Looking back, his uncle Ron Ford Jr. says Sean's fate was foreshadowed seven months before the Paddocks adopted him.

In January 2005, Sean returned from his first visit with the Paddocks with bruises on his backside. Social workers determined that the child must have fallen off a bunk bed, just as Paddock said.

Sean and his older siblings told social workers that Paddock had whipped Sean for playing with the family dog, according to a report released after his death by Wake County Child Protective Services.

"It's like they were just rushing to get them off the books," said Ford, who took in Sean and his older brother and sister after they were taken from their parents.

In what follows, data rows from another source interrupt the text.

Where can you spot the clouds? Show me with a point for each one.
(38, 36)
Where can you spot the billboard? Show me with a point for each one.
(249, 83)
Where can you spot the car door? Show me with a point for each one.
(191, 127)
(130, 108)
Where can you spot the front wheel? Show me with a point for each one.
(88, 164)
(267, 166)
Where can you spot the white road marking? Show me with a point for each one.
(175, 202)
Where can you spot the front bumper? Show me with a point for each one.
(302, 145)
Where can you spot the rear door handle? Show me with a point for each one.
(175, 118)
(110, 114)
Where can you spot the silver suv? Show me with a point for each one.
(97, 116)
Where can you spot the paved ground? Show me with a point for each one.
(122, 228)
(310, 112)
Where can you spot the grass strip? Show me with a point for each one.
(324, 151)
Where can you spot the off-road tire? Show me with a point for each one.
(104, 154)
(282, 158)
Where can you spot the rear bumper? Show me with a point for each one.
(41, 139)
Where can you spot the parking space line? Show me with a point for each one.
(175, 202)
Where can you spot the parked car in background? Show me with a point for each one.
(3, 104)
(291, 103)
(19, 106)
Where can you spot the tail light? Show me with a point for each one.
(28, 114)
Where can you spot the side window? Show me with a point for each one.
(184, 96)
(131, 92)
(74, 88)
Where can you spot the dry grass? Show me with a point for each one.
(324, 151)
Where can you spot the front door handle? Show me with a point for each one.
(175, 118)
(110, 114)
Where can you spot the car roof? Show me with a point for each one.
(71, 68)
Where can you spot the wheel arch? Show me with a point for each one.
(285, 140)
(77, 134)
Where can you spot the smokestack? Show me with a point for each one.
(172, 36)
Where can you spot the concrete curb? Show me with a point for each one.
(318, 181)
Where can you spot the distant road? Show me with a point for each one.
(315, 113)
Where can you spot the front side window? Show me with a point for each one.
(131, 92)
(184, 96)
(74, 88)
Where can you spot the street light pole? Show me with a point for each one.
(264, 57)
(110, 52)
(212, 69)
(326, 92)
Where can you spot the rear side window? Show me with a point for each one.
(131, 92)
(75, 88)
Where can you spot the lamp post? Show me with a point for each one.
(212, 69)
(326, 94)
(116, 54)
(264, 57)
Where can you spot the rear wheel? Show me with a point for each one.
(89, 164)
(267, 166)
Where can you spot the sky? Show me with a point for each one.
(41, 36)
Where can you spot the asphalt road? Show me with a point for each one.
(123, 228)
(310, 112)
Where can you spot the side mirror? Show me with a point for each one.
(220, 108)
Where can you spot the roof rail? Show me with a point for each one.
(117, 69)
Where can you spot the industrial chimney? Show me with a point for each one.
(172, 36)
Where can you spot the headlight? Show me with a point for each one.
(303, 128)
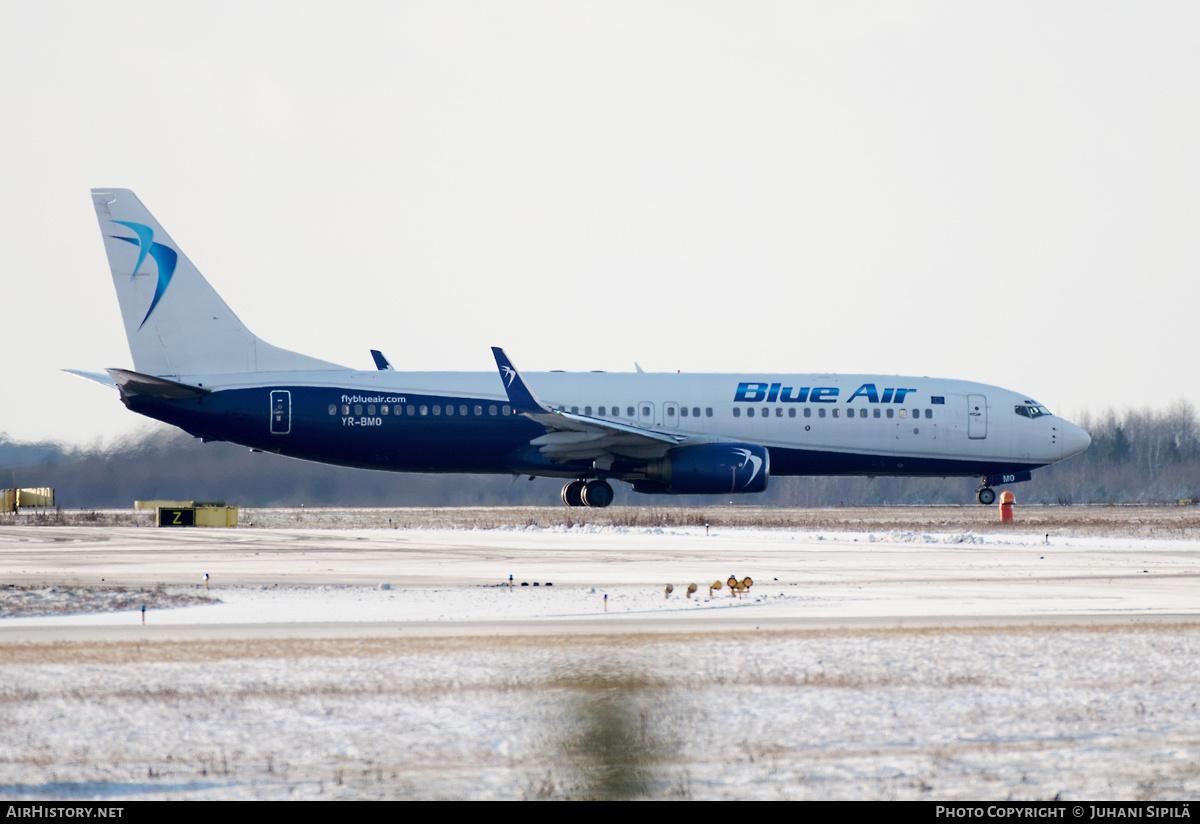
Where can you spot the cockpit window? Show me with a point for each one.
(1031, 410)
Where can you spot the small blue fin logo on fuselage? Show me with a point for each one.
(163, 257)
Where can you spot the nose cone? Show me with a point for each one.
(1074, 439)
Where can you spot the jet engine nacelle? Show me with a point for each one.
(708, 469)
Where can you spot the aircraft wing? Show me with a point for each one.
(571, 437)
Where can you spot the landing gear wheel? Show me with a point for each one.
(598, 494)
(573, 493)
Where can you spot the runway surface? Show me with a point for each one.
(863, 663)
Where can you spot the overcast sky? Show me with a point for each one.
(997, 192)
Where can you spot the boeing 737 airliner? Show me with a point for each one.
(196, 366)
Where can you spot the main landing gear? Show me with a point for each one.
(985, 495)
(587, 493)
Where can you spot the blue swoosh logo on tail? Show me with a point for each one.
(163, 257)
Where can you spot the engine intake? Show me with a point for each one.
(709, 469)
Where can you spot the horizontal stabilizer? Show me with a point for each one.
(135, 383)
(99, 377)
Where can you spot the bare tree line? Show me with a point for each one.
(1137, 456)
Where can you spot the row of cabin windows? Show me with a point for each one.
(631, 412)
(837, 413)
(423, 409)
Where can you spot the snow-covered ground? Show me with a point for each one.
(810, 686)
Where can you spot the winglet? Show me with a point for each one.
(381, 361)
(520, 395)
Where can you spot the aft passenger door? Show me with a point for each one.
(646, 413)
(281, 412)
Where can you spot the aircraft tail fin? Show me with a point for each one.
(177, 324)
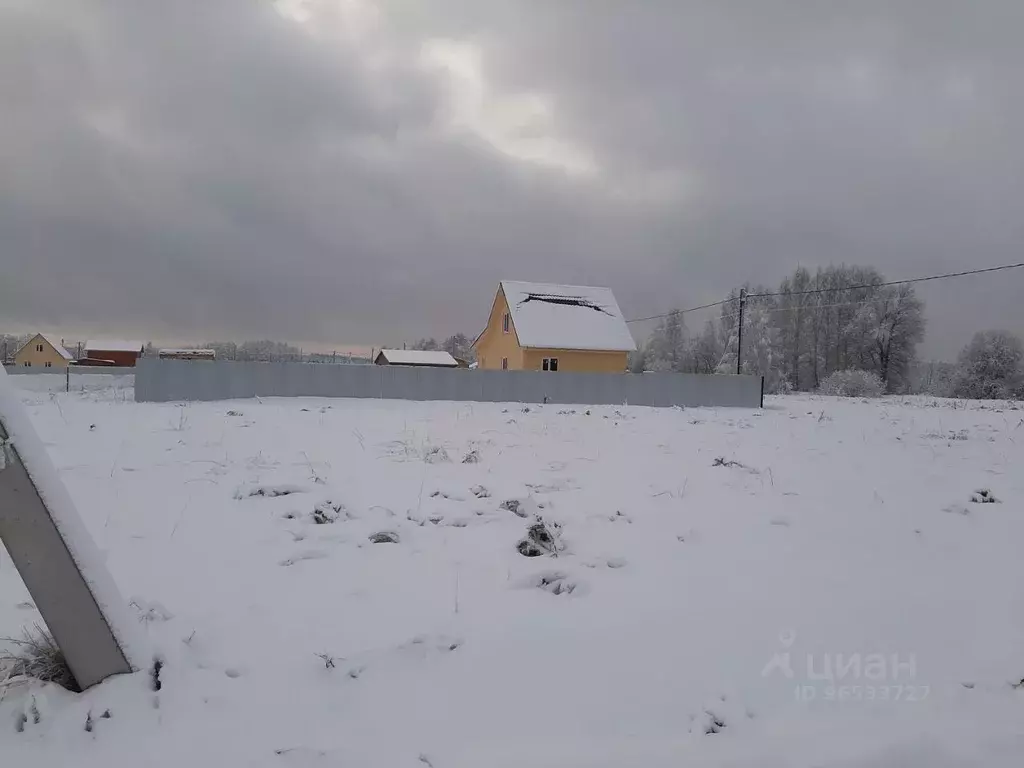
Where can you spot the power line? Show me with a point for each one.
(945, 275)
(681, 311)
(890, 283)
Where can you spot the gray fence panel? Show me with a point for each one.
(161, 381)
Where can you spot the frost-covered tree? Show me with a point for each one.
(461, 346)
(706, 350)
(667, 349)
(760, 348)
(990, 367)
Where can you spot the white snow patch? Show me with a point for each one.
(696, 632)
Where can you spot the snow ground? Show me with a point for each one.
(688, 597)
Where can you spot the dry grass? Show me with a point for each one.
(35, 656)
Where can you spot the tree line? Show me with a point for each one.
(835, 320)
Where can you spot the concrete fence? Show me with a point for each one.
(163, 381)
(73, 379)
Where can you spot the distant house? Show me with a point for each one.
(543, 327)
(187, 354)
(416, 357)
(118, 352)
(43, 350)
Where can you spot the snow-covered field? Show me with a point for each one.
(835, 598)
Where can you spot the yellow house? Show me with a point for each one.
(543, 327)
(43, 350)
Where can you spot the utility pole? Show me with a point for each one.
(739, 335)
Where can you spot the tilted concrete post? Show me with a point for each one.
(54, 553)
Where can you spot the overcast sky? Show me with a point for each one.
(361, 171)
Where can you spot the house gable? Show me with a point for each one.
(43, 350)
(556, 316)
(494, 345)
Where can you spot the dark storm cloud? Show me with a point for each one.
(220, 169)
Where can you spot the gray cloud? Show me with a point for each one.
(349, 172)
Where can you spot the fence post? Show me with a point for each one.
(739, 336)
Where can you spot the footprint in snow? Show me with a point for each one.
(302, 556)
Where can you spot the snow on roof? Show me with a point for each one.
(419, 357)
(550, 316)
(53, 341)
(114, 345)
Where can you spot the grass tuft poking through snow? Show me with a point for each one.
(36, 656)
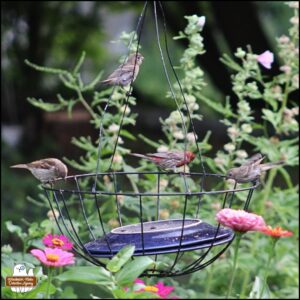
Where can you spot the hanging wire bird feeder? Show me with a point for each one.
(84, 213)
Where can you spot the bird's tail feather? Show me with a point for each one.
(138, 155)
(21, 166)
(268, 166)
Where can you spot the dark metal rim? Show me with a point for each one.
(45, 187)
(157, 230)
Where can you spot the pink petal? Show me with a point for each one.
(240, 220)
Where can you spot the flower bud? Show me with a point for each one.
(247, 128)
(229, 147)
(113, 128)
(52, 214)
(241, 154)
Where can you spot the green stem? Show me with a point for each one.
(85, 104)
(267, 267)
(268, 189)
(236, 250)
(266, 194)
(208, 281)
(49, 282)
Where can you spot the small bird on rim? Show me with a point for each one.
(46, 170)
(125, 73)
(252, 169)
(169, 159)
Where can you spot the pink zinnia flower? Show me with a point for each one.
(53, 257)
(57, 241)
(266, 59)
(163, 290)
(276, 232)
(240, 220)
(159, 289)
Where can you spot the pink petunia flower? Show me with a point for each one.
(53, 257)
(240, 220)
(57, 241)
(266, 59)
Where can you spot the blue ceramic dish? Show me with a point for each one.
(159, 237)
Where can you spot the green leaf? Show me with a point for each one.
(40, 291)
(68, 293)
(87, 274)
(79, 63)
(133, 177)
(260, 289)
(133, 270)
(50, 107)
(127, 134)
(120, 259)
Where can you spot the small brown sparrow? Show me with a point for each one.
(251, 169)
(46, 170)
(127, 72)
(169, 159)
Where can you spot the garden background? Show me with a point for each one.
(55, 34)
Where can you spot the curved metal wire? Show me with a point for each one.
(138, 29)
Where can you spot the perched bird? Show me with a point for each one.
(127, 72)
(251, 169)
(168, 160)
(46, 170)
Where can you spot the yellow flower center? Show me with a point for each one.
(57, 242)
(150, 288)
(52, 257)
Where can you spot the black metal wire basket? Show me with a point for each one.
(150, 235)
(88, 203)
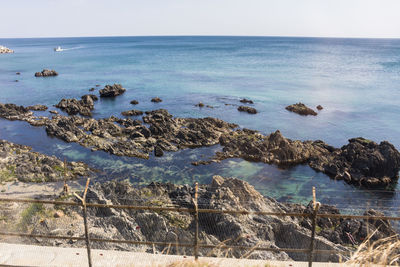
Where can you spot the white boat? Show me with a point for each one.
(58, 49)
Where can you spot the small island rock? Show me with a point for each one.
(132, 112)
(249, 110)
(46, 73)
(246, 101)
(112, 90)
(156, 100)
(301, 109)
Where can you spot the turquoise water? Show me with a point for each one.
(357, 81)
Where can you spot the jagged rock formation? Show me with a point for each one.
(249, 110)
(73, 106)
(301, 109)
(246, 101)
(46, 73)
(18, 162)
(361, 162)
(37, 107)
(112, 90)
(156, 100)
(214, 228)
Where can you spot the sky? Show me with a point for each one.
(313, 18)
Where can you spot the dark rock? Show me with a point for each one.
(38, 107)
(132, 112)
(158, 152)
(249, 110)
(85, 98)
(112, 90)
(362, 162)
(73, 106)
(200, 105)
(246, 101)
(46, 73)
(301, 109)
(156, 100)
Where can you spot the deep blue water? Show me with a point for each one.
(357, 81)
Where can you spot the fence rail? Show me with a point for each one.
(195, 211)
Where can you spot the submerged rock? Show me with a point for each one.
(132, 112)
(361, 162)
(73, 106)
(112, 90)
(301, 109)
(156, 100)
(249, 110)
(18, 162)
(5, 50)
(178, 227)
(46, 73)
(246, 101)
(37, 107)
(200, 105)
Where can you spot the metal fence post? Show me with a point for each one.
(87, 239)
(196, 219)
(314, 226)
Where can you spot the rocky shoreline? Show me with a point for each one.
(215, 228)
(361, 161)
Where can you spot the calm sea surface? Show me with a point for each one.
(357, 81)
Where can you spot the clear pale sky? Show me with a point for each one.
(325, 18)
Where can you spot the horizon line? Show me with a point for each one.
(199, 35)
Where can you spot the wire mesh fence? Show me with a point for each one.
(196, 243)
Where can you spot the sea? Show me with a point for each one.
(357, 81)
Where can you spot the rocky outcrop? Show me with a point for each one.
(46, 73)
(246, 101)
(73, 106)
(156, 100)
(5, 50)
(18, 162)
(361, 162)
(249, 110)
(214, 228)
(200, 105)
(38, 107)
(112, 90)
(301, 109)
(132, 112)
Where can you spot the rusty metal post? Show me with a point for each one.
(87, 239)
(314, 226)
(196, 219)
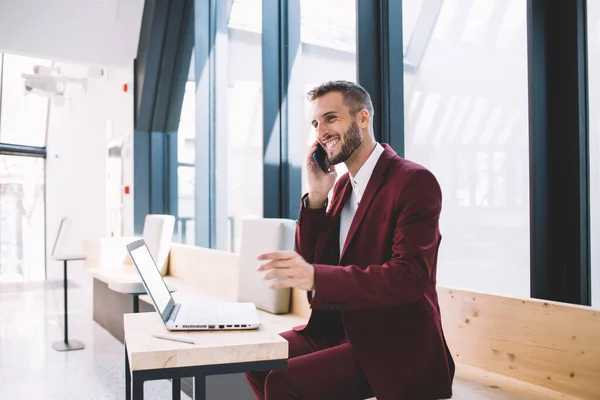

The financial strain of raising the newcomers along with three children of their own forced Ford and his wife to return Sean and his siblings to foster care. In the fall of 2004, a private adoption agency linked the Ford children with the Paddocks.

Social workers removed Sean's sister and brother from the Paddock home after his death.

Bruises marred their backsides, too -- remnants of spankings with the plumbing supply line, investigators say. Paddock's attorney said she followed the advice of Michael Pearl, an evangelical minister from Tennessee who writes books about child discipline and advocates spanking with the plastic pipe.

The Ford family is fighting to win back custody of Sean's sister and brother.

"We just want to be a part of their lives," Ford said. "By the time it's all said and done, I'm afraid the kids won't even remember us."